Ketakutan Menjadi Begitu Menakutkan

Berangkat dari penilaian kita terhadap apapun yang terjadi, akan ada pengaruhnya pada kita ketika
reaksinya kita balas dengan aksi dalam berbagai bentuk apa pun. Sering kali ungkapan ekspresi
yang ditunjukkan membawa pengaruh buruk kepada diri sendiri, orang lain, maupun lingkungan
alam. Ini justru memperburuk keadaan ketika tindakan asosial dan amoral sebagai bentuk respons
dari ketakutan.

Akan begitu menyedihkan atau barangkali kita tidak pandai memberi nilai bagi sesuatu yang buruk
lalu memaksa ketakutan pun hadir menaungi diri kita dan dengan peran ego yang menjadi bumbu
pengawet agar kita menghamba pada ketakutan dan berperilaku buruk. Seperti yang dimaksudkan
oleh Sigmund Freud tentang ketakutan irasional, keteganganlah yang memaksa seseorang untuk
melakukan sesuatu lalu merugikan banyak pihak.
Kunci utamanya terletak pada pikiran dan hati.
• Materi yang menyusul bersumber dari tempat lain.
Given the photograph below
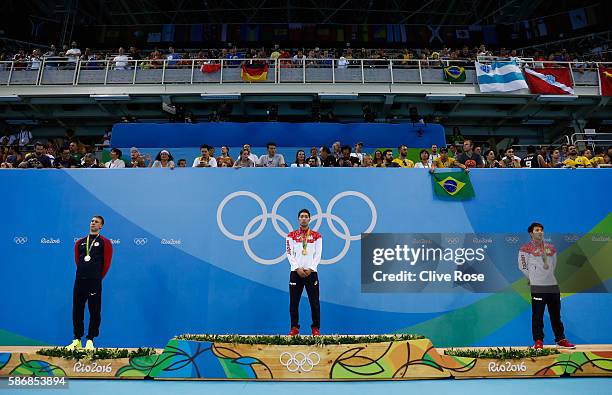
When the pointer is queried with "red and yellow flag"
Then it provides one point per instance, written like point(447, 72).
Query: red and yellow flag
point(254, 72)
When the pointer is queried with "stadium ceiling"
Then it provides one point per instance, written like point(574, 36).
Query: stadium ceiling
point(147, 12)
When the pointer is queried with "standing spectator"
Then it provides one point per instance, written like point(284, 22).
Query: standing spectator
point(424, 163)
point(205, 160)
point(511, 160)
point(164, 159)
point(327, 159)
point(491, 161)
point(314, 155)
point(574, 160)
point(378, 158)
point(337, 150)
point(252, 156)
point(402, 160)
point(533, 159)
point(434, 153)
point(300, 159)
point(65, 160)
point(244, 159)
point(347, 160)
point(24, 136)
point(225, 157)
point(358, 152)
point(389, 161)
point(555, 159)
point(271, 159)
point(121, 60)
point(116, 162)
point(137, 160)
point(469, 158)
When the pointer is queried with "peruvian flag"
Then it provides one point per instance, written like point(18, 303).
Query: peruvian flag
point(605, 81)
point(550, 81)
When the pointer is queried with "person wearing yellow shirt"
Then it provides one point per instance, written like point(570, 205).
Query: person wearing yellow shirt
point(444, 161)
point(402, 159)
point(574, 160)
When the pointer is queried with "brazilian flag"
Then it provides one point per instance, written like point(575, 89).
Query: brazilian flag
point(453, 185)
point(454, 74)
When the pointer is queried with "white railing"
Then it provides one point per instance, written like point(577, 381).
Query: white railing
point(59, 71)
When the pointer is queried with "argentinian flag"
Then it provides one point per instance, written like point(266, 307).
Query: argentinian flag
point(500, 77)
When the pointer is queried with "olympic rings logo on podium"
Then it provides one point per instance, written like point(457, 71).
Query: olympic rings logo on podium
point(300, 361)
point(318, 217)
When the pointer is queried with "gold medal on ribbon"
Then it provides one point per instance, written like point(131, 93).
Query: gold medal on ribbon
point(305, 243)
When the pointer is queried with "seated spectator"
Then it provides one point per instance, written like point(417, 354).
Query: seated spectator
point(378, 159)
point(434, 153)
point(511, 160)
point(244, 159)
point(137, 160)
point(574, 160)
point(445, 162)
point(89, 161)
point(271, 159)
point(402, 160)
point(314, 154)
point(300, 159)
point(424, 163)
point(327, 159)
point(225, 157)
point(164, 159)
point(533, 159)
point(367, 161)
point(205, 160)
point(469, 158)
point(491, 161)
point(358, 152)
point(347, 160)
point(65, 160)
point(116, 162)
point(121, 60)
point(555, 159)
point(389, 161)
point(252, 156)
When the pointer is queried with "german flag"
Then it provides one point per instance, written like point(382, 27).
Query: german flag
point(454, 74)
point(256, 72)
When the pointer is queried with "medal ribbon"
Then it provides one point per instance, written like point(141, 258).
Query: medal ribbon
point(88, 246)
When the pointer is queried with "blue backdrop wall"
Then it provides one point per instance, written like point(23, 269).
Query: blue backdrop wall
point(192, 254)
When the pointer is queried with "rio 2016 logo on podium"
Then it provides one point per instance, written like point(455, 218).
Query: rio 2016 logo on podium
point(316, 218)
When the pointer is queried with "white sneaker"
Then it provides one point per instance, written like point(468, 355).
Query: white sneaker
point(89, 345)
point(76, 344)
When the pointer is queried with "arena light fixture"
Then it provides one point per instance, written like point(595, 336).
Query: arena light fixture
point(10, 98)
point(556, 98)
point(338, 96)
point(110, 97)
point(445, 97)
point(220, 96)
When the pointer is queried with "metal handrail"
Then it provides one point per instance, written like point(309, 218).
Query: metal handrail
point(394, 66)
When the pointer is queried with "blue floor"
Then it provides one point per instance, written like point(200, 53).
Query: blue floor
point(544, 386)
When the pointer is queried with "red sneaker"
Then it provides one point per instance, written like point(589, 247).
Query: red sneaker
point(564, 343)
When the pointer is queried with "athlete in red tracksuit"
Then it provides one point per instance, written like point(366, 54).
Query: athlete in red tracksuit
point(92, 255)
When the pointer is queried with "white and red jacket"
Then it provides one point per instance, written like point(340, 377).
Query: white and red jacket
point(531, 263)
point(314, 247)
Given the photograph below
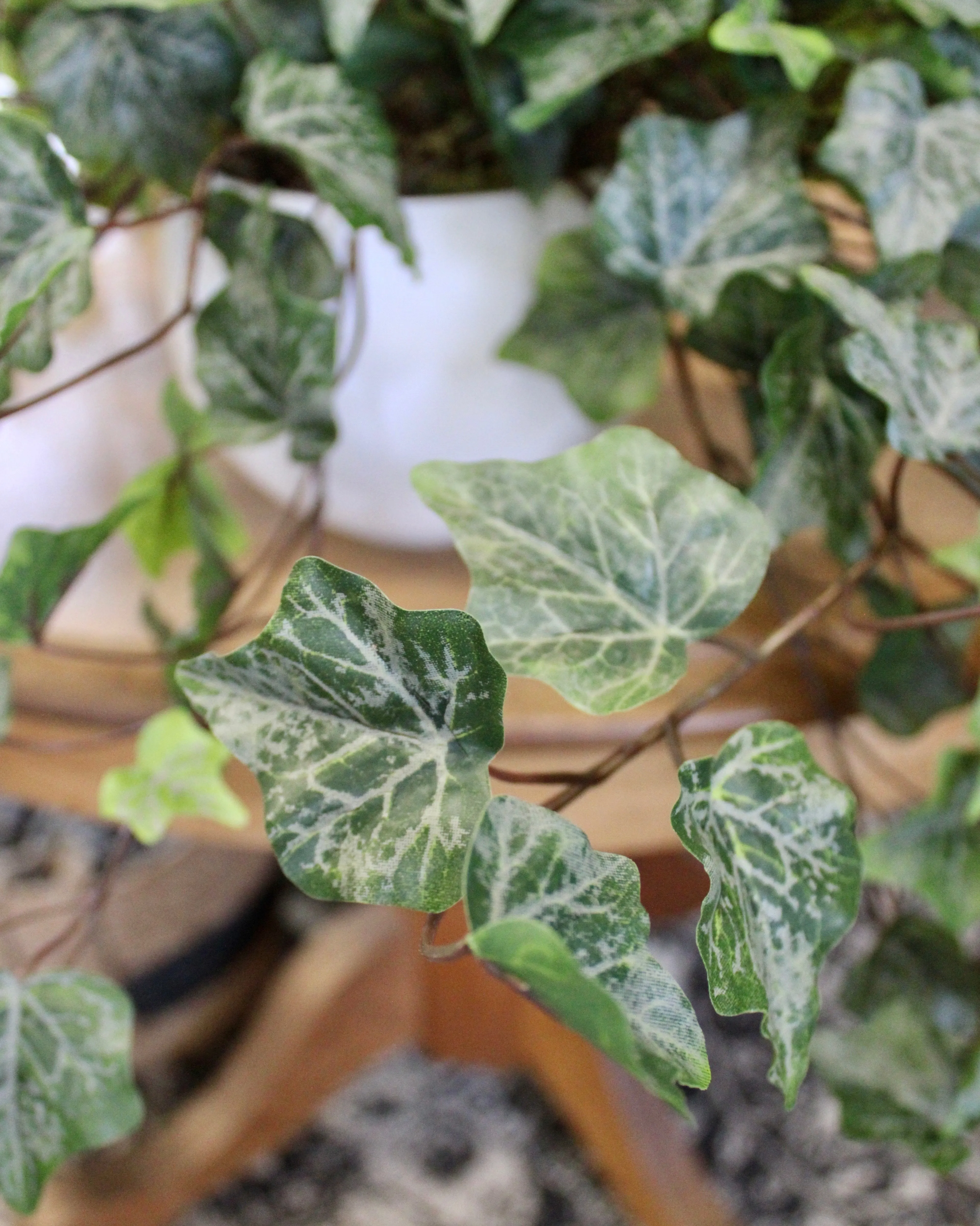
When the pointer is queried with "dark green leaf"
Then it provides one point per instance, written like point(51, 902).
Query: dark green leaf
point(602, 336)
point(691, 205)
point(776, 835)
point(914, 675)
point(370, 730)
point(568, 922)
point(336, 133)
point(564, 47)
point(124, 86)
point(67, 1081)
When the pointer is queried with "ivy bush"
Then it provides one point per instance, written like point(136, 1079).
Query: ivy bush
point(707, 139)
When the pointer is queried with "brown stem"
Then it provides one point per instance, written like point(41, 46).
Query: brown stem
point(658, 731)
point(429, 949)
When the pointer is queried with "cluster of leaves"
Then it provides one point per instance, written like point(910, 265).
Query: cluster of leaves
point(372, 729)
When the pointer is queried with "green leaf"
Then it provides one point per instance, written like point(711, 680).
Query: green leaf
point(151, 91)
point(602, 336)
point(45, 246)
point(749, 316)
point(935, 13)
point(336, 133)
point(909, 1071)
point(565, 47)
point(751, 29)
point(593, 570)
point(776, 835)
point(928, 372)
point(265, 354)
point(935, 850)
point(816, 469)
point(914, 675)
point(486, 18)
point(568, 922)
point(178, 774)
point(370, 730)
point(67, 1082)
point(691, 205)
point(917, 168)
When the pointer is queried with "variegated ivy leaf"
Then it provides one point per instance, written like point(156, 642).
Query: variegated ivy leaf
point(691, 205)
point(43, 248)
point(928, 372)
point(776, 835)
point(602, 336)
point(751, 27)
point(934, 851)
point(129, 87)
point(565, 47)
point(822, 443)
point(65, 1079)
point(917, 168)
point(177, 774)
point(370, 730)
point(908, 1072)
point(265, 354)
point(568, 922)
point(336, 133)
point(593, 570)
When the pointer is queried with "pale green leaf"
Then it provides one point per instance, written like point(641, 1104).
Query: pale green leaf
point(602, 336)
point(347, 21)
point(934, 851)
point(43, 248)
point(917, 168)
point(776, 835)
point(65, 1076)
point(928, 372)
point(127, 86)
point(177, 774)
point(336, 133)
point(593, 570)
point(816, 469)
point(909, 1071)
point(751, 27)
point(691, 205)
point(565, 47)
point(568, 922)
point(370, 730)
point(265, 354)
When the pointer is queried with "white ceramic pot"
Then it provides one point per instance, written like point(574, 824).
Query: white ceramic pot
point(428, 384)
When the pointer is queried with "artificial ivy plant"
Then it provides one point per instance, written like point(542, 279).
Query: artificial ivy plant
point(706, 138)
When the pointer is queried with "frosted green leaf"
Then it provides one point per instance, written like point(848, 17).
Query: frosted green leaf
point(129, 87)
point(691, 205)
point(753, 27)
point(65, 1076)
point(370, 730)
point(347, 21)
point(336, 133)
point(917, 168)
point(565, 47)
point(602, 336)
point(935, 13)
point(822, 444)
point(934, 851)
point(928, 372)
point(593, 570)
point(568, 922)
point(177, 774)
point(265, 354)
point(776, 835)
point(43, 248)
point(486, 18)
point(908, 1072)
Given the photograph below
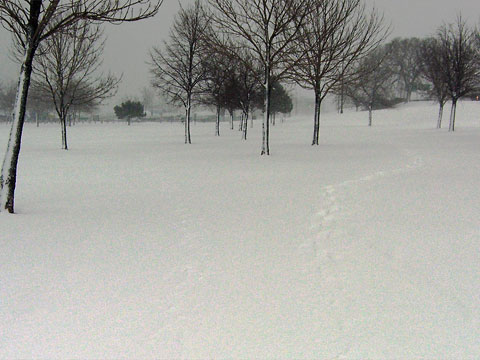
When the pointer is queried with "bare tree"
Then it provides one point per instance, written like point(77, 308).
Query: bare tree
point(68, 71)
point(249, 90)
point(336, 35)
point(432, 69)
point(177, 67)
point(148, 98)
point(7, 98)
point(34, 21)
point(373, 83)
point(403, 59)
point(461, 62)
point(219, 77)
point(270, 30)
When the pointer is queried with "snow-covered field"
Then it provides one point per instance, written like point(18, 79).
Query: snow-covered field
point(134, 245)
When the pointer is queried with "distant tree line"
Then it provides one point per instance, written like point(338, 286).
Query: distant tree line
point(235, 54)
point(444, 67)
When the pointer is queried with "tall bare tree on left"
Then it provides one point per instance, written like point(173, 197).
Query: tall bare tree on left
point(31, 23)
point(68, 71)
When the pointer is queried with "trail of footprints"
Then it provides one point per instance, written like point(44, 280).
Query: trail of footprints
point(329, 243)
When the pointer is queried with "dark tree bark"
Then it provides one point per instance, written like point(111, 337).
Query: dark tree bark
point(31, 23)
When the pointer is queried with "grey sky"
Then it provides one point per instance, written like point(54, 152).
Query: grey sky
point(127, 47)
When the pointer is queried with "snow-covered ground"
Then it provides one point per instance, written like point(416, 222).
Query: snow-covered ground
point(134, 245)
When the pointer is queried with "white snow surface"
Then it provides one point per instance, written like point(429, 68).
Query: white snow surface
point(135, 245)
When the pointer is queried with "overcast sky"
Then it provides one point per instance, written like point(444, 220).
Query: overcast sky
point(127, 47)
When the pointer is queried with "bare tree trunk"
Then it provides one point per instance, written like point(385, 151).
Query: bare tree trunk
point(8, 177)
point(245, 125)
point(217, 122)
point(188, 139)
point(342, 98)
point(63, 122)
point(453, 113)
point(440, 116)
point(370, 115)
point(266, 117)
point(316, 120)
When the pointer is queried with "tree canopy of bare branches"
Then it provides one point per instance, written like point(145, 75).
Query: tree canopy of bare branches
point(270, 30)
point(336, 34)
point(177, 67)
point(403, 58)
point(373, 82)
point(30, 23)
point(67, 69)
point(461, 62)
point(432, 70)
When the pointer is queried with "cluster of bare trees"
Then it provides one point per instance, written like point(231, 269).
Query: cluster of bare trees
point(33, 24)
point(229, 53)
point(444, 67)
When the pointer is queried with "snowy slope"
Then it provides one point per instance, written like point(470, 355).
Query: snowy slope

Untuk menghindari hal-hal yang buruk haruslah kita
mulai dari akarnya sehingga pikiranlah yang mendapat peran penting untuk mencerna lebih dahulu,
barulah kita narasikan dalam bentuk positif atau negatif, tergantung dari pikiran kita sendirilah yang
mengolahnya menjadi suatu nilai yang mempunyai makna. Apakah masih sangat mengerikan
ketakutan itu?

Kehadirannya yang sangat melekat pada sifat manusiawi kita, harus diapresiasikan sebagai salah
satu dari kekayaan rasa yang kita miliki, namun perlahan juga kita harus mempertanyakan apakah
kita siap untuk menerima ketika dengan cepat perasaan kita berubah-ubah ini?

Ketakutan akan selalu mendapatkan tempat baginya sendiri yang telah siap dan dengan cermat
mengantisipasi dalam menanggulangi dampak-dampak dari rasa takut yang berlebihan. Mungkin
kita perlu perbaikan mental, mempersiapkan mental, mengolah rasa empati kita terhadap sesuatu
dll.

Tanpa sengaja, ketakutan memberi tanda atau semacam pengingat pada kita bahwa mental kita lagi
bermasalah. Berarti ketakutan menjadi hal yang sangat positif ketika kita melihatnya dari sisi yang
positif seperti ini.

Anak-Anak Muda di Yogyakarta

Cultural shock yang akhir-akhir ini sering kita temui pada anak-anak muda yang disebabkan oleh
perubahan sosial. Gaya hidup yang makin beragam, menuntut anak-anak muda dalam pencarian
jati diri sehingga harus terlihat berbeda dengan yang lainnya. Ingin tampil beda dan ingin diakui oleh
orang-orang bahwa anak-anak muda di zaman sekarang bisa melahirkan satu varian baru yang
berbeda, akhirnya mereka dituntut dengan sendirinya bahwa harus mampu memenuhi pencarian jati
diri semasa muda mereka.

Gaya hidup konsumsi yang menjadi tawaran pada anak-anak mudalah yang menyebabkan
terjadinya pergeseran budaya. Meskipun pada kenyataannya bahwa anak-anak muda berada di
posisi yang dilematis antara adat budaya Jawa yang harus dilestarikan dan kehidupan modern yang
semakin merambah kota Yogyakarta.

“Tanpa pengendalian, alam akan menghukum manusia sesuai dengan tindakannya.” Inilah
pengendalian diri ala Mohandas Karamchand Gandhi, atau lebih dikenal dengan Gandhi.
Pengendalian yang dimaksudkan adalah pengendalian dari ‘dalam’ dengan penuh kesadaran terkait
ihwal yang diucap, dipikir, diresap, hingga ditindak. Pikiran yang ditawarkan ala Ghandi adalah apa
yang berkaitan dengan olahan rasa dari dalam bukannya pengendalian dari luar.